Since venture capitalist Marc Andreessen introduced the concept of “product / market fit” back in 2007 there have been many different interpretations of what this concept actually means. From people using sales projections to companies applying customer satisfaction to determine product / market fit, I’ve seen companies utilising different yardsticks. I therefore thought it would be good to go back to Marc Andreessen’s original definition and look at a great approach by Sean Ellis – who specialises in growth strategies – to identify product / market fit.
First, let’s look at Marc Andreessen’s original definition of product / market fit:
“Product/market fit means being in a good market with a product that can satisfy that market.”
Andreessen has taken this definition from Andy Rachleff – another successful startup founder and venture capitalist – who describes getting to product / market fit as “the only thing that matters” when you’re a startup. Product / market fit thus means being in a good market with a product that can satisfy that market.
The million dollar question then becomes how one knows that product / market fit has been achieved. Andreessen explains how you can feel when product / market for isn’t happening:
“The customers aren’t quite getting value out of the product, word of mouth isn’t spreading, usage isn’t growing that fast, press reviews are kind of “blah”, the sales cycle takes too long, and lots of deals never close.”

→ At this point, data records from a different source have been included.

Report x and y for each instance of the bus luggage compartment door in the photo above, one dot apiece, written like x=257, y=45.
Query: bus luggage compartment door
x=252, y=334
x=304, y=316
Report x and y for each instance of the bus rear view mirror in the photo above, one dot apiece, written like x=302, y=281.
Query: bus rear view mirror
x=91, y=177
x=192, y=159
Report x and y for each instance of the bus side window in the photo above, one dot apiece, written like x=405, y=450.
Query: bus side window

Andreessen argues that you can feel when product / market fit is happening if:
“The customers are buying the product just as fast as you can make it – or usage is growing just as fast as you can add more servers. Money from customers is piling up in your company checking account. You’re hiring sales and customer support staff as fast as you can. Reporters are calling because they’ve heard about your hot new thing and they want to talk to you about it.”

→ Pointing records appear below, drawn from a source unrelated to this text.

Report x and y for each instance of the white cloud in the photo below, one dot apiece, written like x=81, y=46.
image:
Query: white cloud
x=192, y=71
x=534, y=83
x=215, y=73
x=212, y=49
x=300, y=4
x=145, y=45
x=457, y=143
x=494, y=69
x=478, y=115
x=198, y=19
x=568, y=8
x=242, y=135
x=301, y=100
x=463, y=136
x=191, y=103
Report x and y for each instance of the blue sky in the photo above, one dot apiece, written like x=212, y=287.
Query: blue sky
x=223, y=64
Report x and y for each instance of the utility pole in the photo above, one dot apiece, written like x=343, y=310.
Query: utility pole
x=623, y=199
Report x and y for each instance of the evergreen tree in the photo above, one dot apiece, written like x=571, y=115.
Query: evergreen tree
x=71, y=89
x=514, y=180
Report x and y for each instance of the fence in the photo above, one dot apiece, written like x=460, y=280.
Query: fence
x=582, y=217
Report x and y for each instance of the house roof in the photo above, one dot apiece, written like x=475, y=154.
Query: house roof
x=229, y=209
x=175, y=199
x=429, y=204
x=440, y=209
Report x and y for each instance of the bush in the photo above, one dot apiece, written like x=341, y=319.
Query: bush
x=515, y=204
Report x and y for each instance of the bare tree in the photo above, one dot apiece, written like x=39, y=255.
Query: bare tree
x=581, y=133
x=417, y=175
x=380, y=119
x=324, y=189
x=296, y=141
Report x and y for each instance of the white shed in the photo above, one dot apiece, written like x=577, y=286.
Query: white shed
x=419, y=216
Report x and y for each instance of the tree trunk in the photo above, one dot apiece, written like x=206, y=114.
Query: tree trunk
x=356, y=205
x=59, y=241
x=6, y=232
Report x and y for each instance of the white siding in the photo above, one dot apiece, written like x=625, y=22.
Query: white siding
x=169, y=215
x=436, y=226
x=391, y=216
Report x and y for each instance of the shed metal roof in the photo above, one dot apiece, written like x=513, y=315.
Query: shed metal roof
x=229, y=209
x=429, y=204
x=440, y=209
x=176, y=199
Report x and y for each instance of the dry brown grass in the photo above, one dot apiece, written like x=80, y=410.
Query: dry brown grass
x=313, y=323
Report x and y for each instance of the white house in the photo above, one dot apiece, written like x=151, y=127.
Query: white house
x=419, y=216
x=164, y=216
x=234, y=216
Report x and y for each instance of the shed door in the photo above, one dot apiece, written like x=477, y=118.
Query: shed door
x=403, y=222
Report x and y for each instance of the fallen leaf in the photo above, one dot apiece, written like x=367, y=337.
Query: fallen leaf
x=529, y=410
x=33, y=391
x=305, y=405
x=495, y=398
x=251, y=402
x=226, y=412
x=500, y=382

Another way of establish whether you’ve achieved product / market fit comes from Sean Ellis and his product / market fit survey. Ellis’ survey consists of one simple question:
“How would you feel if you could no longer use this product?”
People can respond to this survey in one of the following ways:
- Very disappointed
- Somewhat disappointed
- Not disappointed (it really isn’t that useful)
- N/A – I no longer use this product
Ellis’ rule of thumb is that if you’re above 40% of the people saying they’d be very disappointed, you’ve found product / market fit, and if you’re less than that, you haven’t.
Through the survey, you can learn about a person’s underlying reasoning behind their response by including a free text field which says something like “Please help us understand why you’ve selected this answer.”
In addition, you could conduct user interviews to learn more about the products which people consider as an alternative to your product or to understand the perceived benefits of your product. For example, those survey respondents who responded that they’d be “somewhat disappointed” it might be that you haven’t delivered on the product’s intended value proposition. Similarly, it would be good to find out from those people who indicated “not disappointed” why they wouldn’t care if your product ceases to exist.
Main learning point: Understanding whether (and why) your product has achieved product / market fit is critical for any startup. Learning why a product has or hasn’t achieved product / market fit through a survey or an interview will fuel further product development and decision making.